Thursday, May 28, 2009

The Semantic Web (aka Web 3.0)

I attended a meetup last night - the first one in Toronto to gather and discuss Web 3.0/the Semantic Web. Much of what was said I agreed with - however, the strongest feeling I had coming away was "What is the elevator pitch to a non-techy person?"

I have been interested in the issue of how we deal with this great volume of information now freely available (and growing at a ridiculous rate). Everyone is blogging, books and articles are online, and it's pretty clear that media is moving to a permanent home online (sorry MC - it's just too convenient). How do we dig through all of this to find what we want? I think many of the people at the meetup last night feel this same frustration...


The speaker last night, Greg Boutin, has blogged about the difference between "Finding" and "Discovering." The suggestion here is that the Semantic Web can absolutely help answer a specific question (ie Wolfram Alpha) - in seconds. The google experience is "Discovering" - you are interested in a topic, and what to read more about it (minutes or hours). I would like to add in one more Search method - Mahalo. While I don't use them much - they went in the other direction - they use actual people to create content pages about popular subjects. I like to think of it as "human algorithms" rather than "statistical algorithms"..:)

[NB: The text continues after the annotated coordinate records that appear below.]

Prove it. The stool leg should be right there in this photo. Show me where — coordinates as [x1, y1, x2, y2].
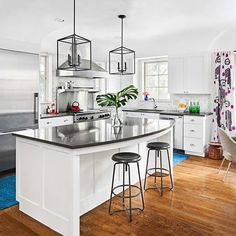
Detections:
[122, 164, 127, 206]
[137, 162, 144, 211]
[166, 149, 174, 190]
[218, 158, 225, 174]
[127, 164, 132, 222]
[143, 149, 150, 191]
[160, 150, 163, 196]
[109, 163, 117, 215]
[155, 150, 157, 183]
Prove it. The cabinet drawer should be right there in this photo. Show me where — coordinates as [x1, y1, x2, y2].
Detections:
[184, 138, 204, 153]
[184, 116, 203, 124]
[184, 124, 203, 138]
[39, 116, 73, 128]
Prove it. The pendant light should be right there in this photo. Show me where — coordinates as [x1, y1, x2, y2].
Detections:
[57, 0, 92, 71]
[109, 15, 135, 75]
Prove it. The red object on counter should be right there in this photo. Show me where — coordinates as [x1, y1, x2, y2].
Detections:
[71, 101, 80, 112]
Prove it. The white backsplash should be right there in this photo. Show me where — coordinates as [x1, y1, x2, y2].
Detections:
[126, 94, 211, 112]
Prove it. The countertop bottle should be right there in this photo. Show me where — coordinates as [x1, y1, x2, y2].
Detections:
[188, 102, 193, 113]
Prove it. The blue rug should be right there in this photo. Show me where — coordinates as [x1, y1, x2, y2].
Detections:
[173, 152, 188, 167]
[0, 175, 18, 210]
[0, 153, 188, 210]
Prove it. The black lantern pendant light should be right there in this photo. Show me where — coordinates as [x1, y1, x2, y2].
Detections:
[57, 0, 92, 71]
[109, 15, 135, 75]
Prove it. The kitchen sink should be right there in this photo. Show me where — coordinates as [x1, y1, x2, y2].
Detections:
[136, 108, 163, 112]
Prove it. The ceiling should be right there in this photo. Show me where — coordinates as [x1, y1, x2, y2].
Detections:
[0, 0, 236, 59]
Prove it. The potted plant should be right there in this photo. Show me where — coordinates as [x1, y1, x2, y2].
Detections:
[96, 85, 138, 126]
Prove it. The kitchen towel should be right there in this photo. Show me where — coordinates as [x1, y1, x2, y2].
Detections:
[0, 175, 18, 210]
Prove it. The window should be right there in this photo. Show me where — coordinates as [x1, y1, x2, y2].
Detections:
[144, 60, 170, 100]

So, let's look at these search engines in the context of different searches. Let's run through a simple one: "How Big Is Canada?"

Wolfram Alpha

Wolfram answers the question, Google will eventually get you there, and Mahalo gives me absolutely nothing (not even easy to scan relevant alternate results). Conclusion - if you have a simple question - Wolfram is better than the rest.

Let's try another search term - this time, just "Canada". Perhaps I'm planning a vacation to Canada and want to read up on it. Let's have a look:

Wolfram Alpha

Again, Wolfram gives me the basics - size, biggest cities, pop density, etc. The searcher should no longer think "I'm going to Nova Scotia, then Quebec, then Toronto, Alberta, then BC in 1 week, and I'm driving..." :) What does Google tell us? Well, we get a nice link to the Government web site, the Wikipedia entry,, etc. Now we start to open multiple tabs, and start digging. And how about Mahalo? Basically, the google search results, but neatly formatted and easily digestable.

While I do enjoy the occasional "surfing" session - often I want answers, and I want them now. I don't have time to dig to page 27 on some forum, or page 5 in Google. Personally, I'm getting frustrated with Google these days - I often find myself doing advanced filtering (ie by date).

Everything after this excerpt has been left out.